Expenses with short lives, such as office supplies, can be deducted in the year in which they are incurred; other expenses must be capitalized and depreciated over the asset’s useful life. In addition, the taxpayer only may capitalize the portion of the fence used for business purposes. For example, if you run a day care from your home during the day, and your children play in the yard at night, your fence is used partly for business and partly for personal purposes. You must determine how much of the time the fence is used for business purposes and capitalize that portion of the cost of the fence.
You can capitalize the cost of materials purchased to construct the fence and the cost of any labor contracted to build the fence. You cannot deduct the cost of materials you do not purchase, such as lumber you reuse from an old fence, or the value of labor you do not pay. For example, you cannot deduct the cost of your own time involved in fencing your yard.
The IRS says that fences usually are depreciated under the General Depreciation System and have 15-year useful lives.

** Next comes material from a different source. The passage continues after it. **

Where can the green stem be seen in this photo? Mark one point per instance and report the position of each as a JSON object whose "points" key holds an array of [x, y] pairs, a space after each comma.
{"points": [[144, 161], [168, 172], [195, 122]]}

Individuals who own businesses report their income on Schedule C – Profit or Loss from Business. The cost of fencing material and the related labor are capitalized on Form 4562 – Depreciation and Amortization. The total depreciation figure from Part IV – Summary, Line 22 – Total is carried to Schedule C, Part II – Expenses, Line 13 – Depreciation. The net profit or loss from Schedule C, Part II – Expenses, Line 31 – Net Profit or Loss is reflected on Form 1040, Line 12 – Business Income or Loss.